外すにはパスコードを入力しなければならない。まあ、教えることは無いけどね。だが、お前も同じ能力者であるならほどなくして痛みは消えるだろうが」東は洸太の苦しむ様子を意に介さず淡々と説明していき、肩を貸してベッドに横たわらせた。


「何、だって……」表情が引きつっていて顔も真っ青に変色している。


「自分でも薄々気付いていたんじゃあないのかい? 心当たりがある筈だ」


 その言葉通り思い返してみた。どんな傷を負ってもたった数日という驚異的な速さで完治する治癒力。感情の起伏により自分の意志と関係なく発動する念力。日を追うごとに増していく超人的な能力。そんな自分に常に恐怖を抱き続けてきていた。


「お前が眠っている間にそのリストバンドを巻き付けたのは俺だ。手荒な真似をしてすまない。だがこうでもしなければどんな手を使ってでも逃げ出すだろうと思ってね。これはネオテック日本支部社長である倉本さんの意向でもあり、俺達適合者の宿命でもあるんだ。


これから二十四時間監視下に置かれるが心配することはない。ここで訓練を重ねればその能力も意のままに操作できるようになる。身の安全も保障される。ここはそういう施設だからな」


「そんなの……納得、出来るわけ……」少し痛みは引いていき、ぎこちないながらも喋れるようになった。


「今理解できなくてもそのうち分かるようになるさ。これだけは言っておこう。超能力が目覚めてしまった以上、もう元の日常には戻れない。いずれ自分ではどうしようもなくなって、暴走して身を滅ぼすことになる」


「くっ……」


「とにかくまずはゆっくり休んでくれ。今後のことは明日の朝話すよ。じゃあね」そう言って東は部屋を後にした。何も出来ずもどかしい思いに打ちひしがれる洸太だった。


 どうにか力技でリストバンドを外そうとするがびくともしない。念力で外すことを試みようとするが、また電流が流れてしまうと思うとその激痛のショックで死んでしまいそうな気がして諦めた。

 

 今日一日で色んなことが起こり過ぎた。雅人を騙して罠に嵌めた挙句救いを求める彼に背を向けて走って逃げた。その後家に帰ったら今までずっと母親だと思っていた人が実は里親だったという衝撃的な事実を突きつけられ、そのショックで超能力が暴発してナイフで襲い掛かってきた母親を返り討ちにしてしまった。
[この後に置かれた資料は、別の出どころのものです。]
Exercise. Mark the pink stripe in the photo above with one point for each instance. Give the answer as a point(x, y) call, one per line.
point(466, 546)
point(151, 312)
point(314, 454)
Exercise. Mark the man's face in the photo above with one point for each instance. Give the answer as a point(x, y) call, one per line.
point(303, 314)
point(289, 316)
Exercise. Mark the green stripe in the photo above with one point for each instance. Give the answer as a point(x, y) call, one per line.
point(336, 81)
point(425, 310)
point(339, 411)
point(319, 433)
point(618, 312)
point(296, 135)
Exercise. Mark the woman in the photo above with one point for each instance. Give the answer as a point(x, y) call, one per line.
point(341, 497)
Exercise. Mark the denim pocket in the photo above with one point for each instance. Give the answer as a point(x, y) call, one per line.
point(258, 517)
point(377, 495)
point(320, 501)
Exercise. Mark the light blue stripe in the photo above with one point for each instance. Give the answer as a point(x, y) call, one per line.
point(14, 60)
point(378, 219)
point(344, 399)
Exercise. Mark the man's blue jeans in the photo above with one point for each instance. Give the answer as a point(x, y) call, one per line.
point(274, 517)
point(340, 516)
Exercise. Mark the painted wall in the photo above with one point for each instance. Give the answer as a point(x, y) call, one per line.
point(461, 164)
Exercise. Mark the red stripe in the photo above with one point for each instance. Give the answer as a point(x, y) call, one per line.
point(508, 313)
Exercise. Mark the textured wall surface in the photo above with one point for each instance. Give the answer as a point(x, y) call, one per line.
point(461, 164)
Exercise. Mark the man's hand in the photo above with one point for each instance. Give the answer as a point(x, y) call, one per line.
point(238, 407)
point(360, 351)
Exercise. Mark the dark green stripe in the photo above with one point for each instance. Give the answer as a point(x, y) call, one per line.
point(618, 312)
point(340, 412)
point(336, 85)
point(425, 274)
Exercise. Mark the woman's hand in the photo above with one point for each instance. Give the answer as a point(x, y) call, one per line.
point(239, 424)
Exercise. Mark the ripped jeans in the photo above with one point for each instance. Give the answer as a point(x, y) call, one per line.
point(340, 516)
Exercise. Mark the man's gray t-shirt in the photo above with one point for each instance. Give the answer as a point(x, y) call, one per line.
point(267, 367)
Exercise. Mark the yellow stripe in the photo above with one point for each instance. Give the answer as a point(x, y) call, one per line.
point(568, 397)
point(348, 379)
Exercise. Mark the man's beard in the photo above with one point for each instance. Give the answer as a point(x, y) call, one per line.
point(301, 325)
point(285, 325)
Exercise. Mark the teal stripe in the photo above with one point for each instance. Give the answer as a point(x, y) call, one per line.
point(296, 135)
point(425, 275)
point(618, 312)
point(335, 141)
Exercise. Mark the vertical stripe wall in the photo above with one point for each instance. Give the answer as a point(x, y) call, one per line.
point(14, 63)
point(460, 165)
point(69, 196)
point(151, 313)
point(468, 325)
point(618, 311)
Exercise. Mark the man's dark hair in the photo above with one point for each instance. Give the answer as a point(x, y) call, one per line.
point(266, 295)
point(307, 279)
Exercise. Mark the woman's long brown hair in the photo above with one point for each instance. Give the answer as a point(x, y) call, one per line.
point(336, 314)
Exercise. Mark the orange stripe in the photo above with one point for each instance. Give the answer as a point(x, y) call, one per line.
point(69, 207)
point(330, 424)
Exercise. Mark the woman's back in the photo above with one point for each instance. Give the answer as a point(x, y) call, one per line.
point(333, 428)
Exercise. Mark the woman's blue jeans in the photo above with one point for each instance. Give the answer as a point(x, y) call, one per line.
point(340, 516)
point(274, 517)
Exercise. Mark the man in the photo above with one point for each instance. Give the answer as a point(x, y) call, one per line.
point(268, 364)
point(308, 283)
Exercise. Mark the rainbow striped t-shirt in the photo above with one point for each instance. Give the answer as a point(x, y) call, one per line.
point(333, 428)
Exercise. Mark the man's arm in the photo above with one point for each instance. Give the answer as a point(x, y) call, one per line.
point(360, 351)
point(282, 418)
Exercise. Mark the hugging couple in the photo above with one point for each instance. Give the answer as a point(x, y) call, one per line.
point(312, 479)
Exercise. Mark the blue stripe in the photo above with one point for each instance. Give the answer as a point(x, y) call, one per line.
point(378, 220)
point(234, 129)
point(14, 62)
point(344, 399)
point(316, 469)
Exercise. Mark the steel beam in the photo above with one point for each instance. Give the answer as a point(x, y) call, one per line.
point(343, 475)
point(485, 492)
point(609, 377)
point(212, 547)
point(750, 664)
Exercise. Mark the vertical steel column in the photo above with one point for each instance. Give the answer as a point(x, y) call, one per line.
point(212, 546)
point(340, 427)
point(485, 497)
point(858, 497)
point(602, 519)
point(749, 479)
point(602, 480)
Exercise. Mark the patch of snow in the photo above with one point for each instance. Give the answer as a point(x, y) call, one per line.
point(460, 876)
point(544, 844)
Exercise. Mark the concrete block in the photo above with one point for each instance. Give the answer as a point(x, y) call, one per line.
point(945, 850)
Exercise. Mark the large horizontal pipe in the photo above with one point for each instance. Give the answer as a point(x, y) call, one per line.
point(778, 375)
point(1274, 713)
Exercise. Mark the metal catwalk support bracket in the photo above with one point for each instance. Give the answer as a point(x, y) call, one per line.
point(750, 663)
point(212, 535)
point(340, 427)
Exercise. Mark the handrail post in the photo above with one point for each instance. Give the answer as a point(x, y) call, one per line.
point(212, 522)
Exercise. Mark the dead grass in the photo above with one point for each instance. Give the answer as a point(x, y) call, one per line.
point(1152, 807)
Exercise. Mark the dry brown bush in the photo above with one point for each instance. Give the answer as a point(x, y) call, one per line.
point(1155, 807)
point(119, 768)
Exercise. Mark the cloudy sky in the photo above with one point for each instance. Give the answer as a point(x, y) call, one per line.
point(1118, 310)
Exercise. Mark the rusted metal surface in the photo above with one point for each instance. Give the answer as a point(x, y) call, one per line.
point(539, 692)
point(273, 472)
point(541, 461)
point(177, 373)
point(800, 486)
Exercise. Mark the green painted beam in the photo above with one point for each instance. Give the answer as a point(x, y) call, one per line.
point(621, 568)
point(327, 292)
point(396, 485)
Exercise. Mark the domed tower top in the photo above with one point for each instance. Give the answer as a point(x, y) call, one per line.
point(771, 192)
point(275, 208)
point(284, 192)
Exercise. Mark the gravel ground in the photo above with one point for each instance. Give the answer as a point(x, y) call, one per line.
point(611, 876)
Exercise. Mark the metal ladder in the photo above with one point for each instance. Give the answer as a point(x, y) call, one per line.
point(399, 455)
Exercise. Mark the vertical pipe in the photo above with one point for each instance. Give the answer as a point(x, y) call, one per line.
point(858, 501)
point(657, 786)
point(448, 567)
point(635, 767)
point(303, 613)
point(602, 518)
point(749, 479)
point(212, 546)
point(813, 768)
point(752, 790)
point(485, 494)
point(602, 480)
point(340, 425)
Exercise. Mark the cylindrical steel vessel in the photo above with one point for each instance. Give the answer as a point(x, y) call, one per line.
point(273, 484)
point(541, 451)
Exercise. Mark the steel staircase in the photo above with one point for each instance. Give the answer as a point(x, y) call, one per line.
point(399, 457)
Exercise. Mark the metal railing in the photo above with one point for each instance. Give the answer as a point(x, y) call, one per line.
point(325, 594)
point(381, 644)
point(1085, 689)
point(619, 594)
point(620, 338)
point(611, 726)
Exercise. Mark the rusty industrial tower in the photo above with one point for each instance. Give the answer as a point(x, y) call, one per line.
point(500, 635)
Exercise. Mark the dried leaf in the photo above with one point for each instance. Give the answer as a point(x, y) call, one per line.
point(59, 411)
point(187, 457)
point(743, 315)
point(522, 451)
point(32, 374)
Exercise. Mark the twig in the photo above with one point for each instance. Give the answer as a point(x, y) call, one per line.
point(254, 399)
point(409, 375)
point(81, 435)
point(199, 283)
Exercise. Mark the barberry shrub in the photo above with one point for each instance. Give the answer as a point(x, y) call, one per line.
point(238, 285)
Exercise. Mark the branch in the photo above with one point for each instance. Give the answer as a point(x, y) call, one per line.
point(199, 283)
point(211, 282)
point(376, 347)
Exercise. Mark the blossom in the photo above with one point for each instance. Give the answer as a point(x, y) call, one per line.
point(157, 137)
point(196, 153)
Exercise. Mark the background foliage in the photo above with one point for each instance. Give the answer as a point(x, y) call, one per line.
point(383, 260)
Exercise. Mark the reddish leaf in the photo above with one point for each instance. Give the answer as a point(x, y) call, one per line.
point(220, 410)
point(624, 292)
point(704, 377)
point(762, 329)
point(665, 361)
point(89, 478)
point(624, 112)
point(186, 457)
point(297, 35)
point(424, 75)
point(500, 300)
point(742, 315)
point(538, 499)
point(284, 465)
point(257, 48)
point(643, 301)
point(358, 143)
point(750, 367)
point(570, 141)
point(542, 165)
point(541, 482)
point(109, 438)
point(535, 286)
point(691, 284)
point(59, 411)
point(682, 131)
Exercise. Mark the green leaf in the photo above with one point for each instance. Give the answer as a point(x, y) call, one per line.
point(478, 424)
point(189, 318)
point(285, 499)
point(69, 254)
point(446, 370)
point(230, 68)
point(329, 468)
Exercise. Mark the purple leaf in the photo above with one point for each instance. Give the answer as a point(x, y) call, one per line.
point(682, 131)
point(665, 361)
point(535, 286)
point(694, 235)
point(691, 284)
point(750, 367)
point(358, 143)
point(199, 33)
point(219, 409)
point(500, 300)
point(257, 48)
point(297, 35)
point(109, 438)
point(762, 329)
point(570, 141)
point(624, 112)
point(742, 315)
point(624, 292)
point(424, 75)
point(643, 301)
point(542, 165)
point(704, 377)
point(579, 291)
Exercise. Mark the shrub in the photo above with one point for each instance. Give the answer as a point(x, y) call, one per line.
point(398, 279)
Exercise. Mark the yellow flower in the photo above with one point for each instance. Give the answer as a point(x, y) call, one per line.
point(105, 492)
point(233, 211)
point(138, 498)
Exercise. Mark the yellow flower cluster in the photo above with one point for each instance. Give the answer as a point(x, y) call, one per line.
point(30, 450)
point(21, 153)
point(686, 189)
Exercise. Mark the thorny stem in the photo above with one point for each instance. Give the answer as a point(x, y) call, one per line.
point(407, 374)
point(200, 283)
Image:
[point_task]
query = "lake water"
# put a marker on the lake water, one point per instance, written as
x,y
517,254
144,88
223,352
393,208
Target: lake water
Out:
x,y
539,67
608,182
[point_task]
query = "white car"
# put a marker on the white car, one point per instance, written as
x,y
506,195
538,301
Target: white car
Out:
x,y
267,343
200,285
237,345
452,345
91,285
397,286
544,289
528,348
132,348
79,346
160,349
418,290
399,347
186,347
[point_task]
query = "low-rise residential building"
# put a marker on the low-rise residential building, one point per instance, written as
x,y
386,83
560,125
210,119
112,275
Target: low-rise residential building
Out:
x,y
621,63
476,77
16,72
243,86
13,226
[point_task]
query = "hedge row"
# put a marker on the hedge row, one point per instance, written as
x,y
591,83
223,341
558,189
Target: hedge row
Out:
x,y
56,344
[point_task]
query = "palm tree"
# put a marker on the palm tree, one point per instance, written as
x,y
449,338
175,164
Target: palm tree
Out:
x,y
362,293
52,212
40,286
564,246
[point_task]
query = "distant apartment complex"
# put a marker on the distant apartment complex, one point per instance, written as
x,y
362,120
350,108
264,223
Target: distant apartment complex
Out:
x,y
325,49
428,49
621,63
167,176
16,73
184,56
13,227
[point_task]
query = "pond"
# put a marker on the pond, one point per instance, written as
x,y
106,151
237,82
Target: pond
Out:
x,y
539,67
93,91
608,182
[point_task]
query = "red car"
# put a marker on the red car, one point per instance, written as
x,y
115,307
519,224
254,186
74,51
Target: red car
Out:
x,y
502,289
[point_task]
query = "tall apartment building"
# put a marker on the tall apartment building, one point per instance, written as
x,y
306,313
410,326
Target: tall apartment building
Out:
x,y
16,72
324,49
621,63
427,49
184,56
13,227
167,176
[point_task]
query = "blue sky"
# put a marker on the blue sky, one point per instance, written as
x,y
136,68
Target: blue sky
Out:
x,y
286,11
 そんな自分が嫌になって実の母親を探そうと当ても無く街へ駆け出した時に城崎たちと鉢合わせして意識が無くなる痛めつけられ、再び目を覚ましたらネオテックの研究所らしき謎の施設に運び込まれて自分や雅人と同じ能力を持っている人たちと出会い、特殊なリストバンドを付けられて軟禁状態になっている。

 

 自分の身に起きたそれぞれの出来事の内容がどれも衝撃的で、そうして激変する日常にとにかく感情と理解が追い付かない。一体この先自分はどうなってしまうんだろうかと不安に押し潰されてしまいそうになった。それらを振り返るだけでそのまま朝を迎えてしまうだろう。


 加えて、先ほど味わった電流のショックの所為で脳と目が冴えていて寝付けない。それでも、これが悪い夢であるなら醒めてくれと切に願う自分もいるのは確かで、その日の夜は頭を空っぽにして寝られるように努めた。